Document Type

Dissertation

Degree

Doctor of Philosophy (PhD)

Department

Global and Sociocultural Studies

First Advisor's Name

Gail Hollander

First Advisor's Committee Title

Committee chair

Second Advisor's Name

Roderick Neumann

Second Advisor's Committee Title

Committee member

Third Advisor's Name

Andrea Queeley

Third Advisor's Committee Title

Committee member

Fourth Advisor's Name

Laura Ogden

Fourth Advisor's Committee Title

Committee member

Fifth Advisor's Name

April Merleaux

Fifth Advisor's Committee Title

Committee member

Keywords

food deserts, race, space, gentrification

Date of Defense

11-7-2016

Abstract

In recent years, efforts to transform food environments have played a key role in urban revitalization strategies. On one hand, concerns over urban food deserts have spurred efforts to attract supermarkets to places where access to healthy food is difficult for lower income residents. On the other, the creation of new spaces of consumption, such as trendy restaurants and food retail, has helped cities rebrand low-income communities as cultural destinations of leisure and tourism. In cities around the US, these processes often overlap, converting poorer neighborhoods into places more desirable for the middle-class. My dissertation research examines the social and historical forces that have given rise to these twin processes in Miami’s poorest neighborhood, Overtown, a historically Black community on the cusp of rapidly encroaching gentrification.
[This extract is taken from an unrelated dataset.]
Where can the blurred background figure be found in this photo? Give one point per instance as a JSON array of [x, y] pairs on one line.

My project incorporates a mix of methods from urban geography, anthropology, and the emerging geohumanities, including geospatial mapping, historical analysis, participatory observation, and in-depth interviews. In triangulating these methods, I first unearth Overtown’s vibrant food environment during Jim Crow segregation and then trace its decline through urban renewal, expressway construction, and public divestment, focusing particularly on the dismantling of Black food businesses. I also investigate the spatial politics of recent urban agriculture projects and community redevelopment practices, the latter of which aim to remake Overtown as a cultural dining and entertainment district in the image of its former heydays.

This research is theoretically informed by and contributes to work on urban foodscapes, urban geographies of race, and African American foodways. Based on my empirical findings, I argue that redevelopment practices in Overtown are undermining networks of social and economic interdependency in the existing foodscape, effectively reproducing the spatial and racial urbicide once delivered by more overt forms of racism. By linking place-based racial histories to the production of inequitable urban food systems, this research reveals the underlying geographies of struggle and dispossession that have shaped the production of both food deserts and gentrifying foodie districts.